The ImageSaveOptions class allows you to specify a variety of options that control how the image is rendered. The functionality described above can be applied in the same manner to the GroupShape and Shape nodes.

Rendering a Shape Image

The Shape class represents objects in the drawing layer, such as an AutoShape, text box, freeform, OLE object, ActiveX control, or a picture. Using the Shape class, you can create or modify shapes in a Microsoft Word document. An important property of a shape is its shape_type. Shapes of different types can have different capabilities in a Word document. For example, only image and OLE shapes can have images inside them while most of the shapes can have text only.

The following example shows how to render a Shape image to a JPEG image separately from the document and save it to the disk:

# Save the rendered image to disk.
shape.get_shape_renderer().save(docs_base.artifacts_dir + "TestFile.RenderShapeImage.jpeg", None)

Retrieving a Shape Size

The ShapeRenderer class also provides functionality to retrieve the size of the shape in pixels through the get_size_in_pixels method.

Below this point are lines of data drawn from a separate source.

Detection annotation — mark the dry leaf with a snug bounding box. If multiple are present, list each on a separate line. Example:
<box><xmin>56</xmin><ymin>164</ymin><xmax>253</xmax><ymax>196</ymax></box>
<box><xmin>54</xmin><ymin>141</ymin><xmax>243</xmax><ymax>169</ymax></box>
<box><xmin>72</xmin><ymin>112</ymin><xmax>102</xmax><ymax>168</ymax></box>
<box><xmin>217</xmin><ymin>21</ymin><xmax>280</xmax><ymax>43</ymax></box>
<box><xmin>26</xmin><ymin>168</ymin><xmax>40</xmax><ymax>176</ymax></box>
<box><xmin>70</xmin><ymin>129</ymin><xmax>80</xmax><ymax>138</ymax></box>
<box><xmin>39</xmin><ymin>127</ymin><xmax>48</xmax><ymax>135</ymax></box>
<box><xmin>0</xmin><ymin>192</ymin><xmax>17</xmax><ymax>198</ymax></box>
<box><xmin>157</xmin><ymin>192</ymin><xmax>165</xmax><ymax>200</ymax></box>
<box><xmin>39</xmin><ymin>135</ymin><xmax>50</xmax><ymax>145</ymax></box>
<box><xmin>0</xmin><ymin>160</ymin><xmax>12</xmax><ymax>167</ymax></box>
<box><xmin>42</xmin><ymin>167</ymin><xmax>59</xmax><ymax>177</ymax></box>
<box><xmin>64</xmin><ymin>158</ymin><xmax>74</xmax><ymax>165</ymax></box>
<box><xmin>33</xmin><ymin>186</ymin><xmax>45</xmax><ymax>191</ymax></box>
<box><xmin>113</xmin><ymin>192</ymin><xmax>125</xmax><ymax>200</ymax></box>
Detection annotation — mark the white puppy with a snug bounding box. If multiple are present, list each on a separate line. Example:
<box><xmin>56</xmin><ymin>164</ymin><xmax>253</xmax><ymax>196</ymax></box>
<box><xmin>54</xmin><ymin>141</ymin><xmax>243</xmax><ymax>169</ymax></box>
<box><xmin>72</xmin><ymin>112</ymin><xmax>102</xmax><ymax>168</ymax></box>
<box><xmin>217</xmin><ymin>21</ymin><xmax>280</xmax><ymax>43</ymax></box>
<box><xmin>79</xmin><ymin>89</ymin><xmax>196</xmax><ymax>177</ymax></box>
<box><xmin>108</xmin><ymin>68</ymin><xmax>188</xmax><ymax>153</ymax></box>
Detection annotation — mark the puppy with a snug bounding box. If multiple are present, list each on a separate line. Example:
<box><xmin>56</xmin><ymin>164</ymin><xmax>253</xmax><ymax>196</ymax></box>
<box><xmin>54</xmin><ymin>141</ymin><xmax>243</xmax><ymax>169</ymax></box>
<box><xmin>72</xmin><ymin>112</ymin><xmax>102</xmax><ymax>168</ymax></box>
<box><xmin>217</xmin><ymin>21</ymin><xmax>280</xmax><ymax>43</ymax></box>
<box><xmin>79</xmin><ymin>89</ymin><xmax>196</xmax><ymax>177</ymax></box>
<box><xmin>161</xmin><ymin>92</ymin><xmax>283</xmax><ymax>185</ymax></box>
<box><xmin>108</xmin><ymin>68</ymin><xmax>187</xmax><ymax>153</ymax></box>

This method accepts two float (Single) parameters – the scale and DPI, which are used in calculation of the shape size when the shape is rendered. The method returns the Size object, which contains the width and height of the calculated size. This is useful when it is required to know the size of the rendered shape in advance. The size_in_points property returns the Shape size measured in points. The result is a SizeF object containing the width and height. Also you can use bounds_in_points property to get actual bounds of the shape.